What does the order really mean? Some predict investors will flock to broadband, which the FCC deregulated nationwide. Others emphasize parts of the order affecting ordinary voice phone service, hailed as a victory for states and federalism. The FCC gave state public utility commissions the final choice (with some guidance) of which parts of the voice network would be freed from price controls.

But public utility commissioners nationwide should brace themselves; they have just one more chance to get the rules right. Maybe, just maybe, if they move quickly and act wisely, they can reassure investors that regulation by 50 states is workable after all. In reality, the FCC has handed the states a very thorny rose indeed.

To see this, start with what the FCC has been doing at the federal level. For mobile phone service, the FCC has mostly let market forces and consumer demand set prices and shape choices. With the Triennial Review, the FCC confirmed that broadband networks would remain free from price controls. The FCC’s intention was to spur investment in broadband, and some analysts (about one-third) think it will work.

The remaining analysts wonder where on Earth the telephone companies will get the money to invest in broadband because revenues from local and long-distance services continue to fall, and investors are nervous. For residential consumers, then, the widest range of new voice messaging choices will probably be wireless, with Internet telephony playing a smaller role.

But this creates a potential trap for unwary state public utility commissions (PUCs). Many regulators hesitate to recognize the vigorous competition going on between wireless and traditional phone service. Following older FCC rules set in 1997, they want to create competition for the local phone company another way, by requiring it to share its lines with competitors like AT&T;, MCI and other companies offering local phone service for the first time. These new phone companies (CLECs — Competitive Local Exchange Carriers) lease parts of the original local phone company’s networks at below-cost prices set by the PUC. The new companies then repackage and resell the service.

The problem is this: One cannot end reliance on a single aging phone network by endlessly reselling the same network in different packages. That isn’t really competition. To have real competition in telephone service, the CLECs must build their own networks (some, like Covad, have done so). But most people won’t put their own capital on the line if they can get someone else to risk theirs instead. And that is just what the rules have led to.

The FCC’s data show there were fewer local phone lines owned by CLECs in 2002 than in 1999. The CLECs are piggybacking on the old networks instead of building new alternatives. They are even abandoning facilities they once maintained.

State regulators now have the authority to turn this situation around — for now. To do so, they should follow these rules of thumb.

First, they should take a realistic view of competition. Competition means that consumers have choices. It doesn’t take a lot of companies in a market to make those choices real; Coke, Pepsi and RC are enough in the world of cola drinks, a couple of car dealers in a small town, or two or three airlines are enough in a regional airport. But the competitors should be offering a real difference — a different service over a different network, not just a price cut magicked up by regulation.

Second, PUCs should remember what every economics student knows: price controls discourage investment. So those different networks needed to give consumers real choices will only be built by companies free to charge market prices.

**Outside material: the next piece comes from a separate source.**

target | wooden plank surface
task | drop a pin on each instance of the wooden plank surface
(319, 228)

Somewhere, sadly, there is likely to be a PUC that decides to treat telephone service like plain old water out of a pipe instead of fast-changing high-tech. That PUC will maintain its viselike grip on prices for voice phone service, wholesale and retail. And five years from now it will wake up to find itself in command of a network that just doesn’t matter any more to anyone who needs to make a phone call.

It will matter to telecom workers who lost their jobs. It will matter to investors that didn’t get out of wire-line telephony fast enough. But an increasing number of voice messages will go over less-regulated wireless or over the Internet.

For now, the FCC has handed the states a very shiny, noisy toy indeed. But batteries are not included.

Solveig Singleton is a lawyer and senior analyst with the Competitive Enterprise Institute’s Project for Technology & Innovation.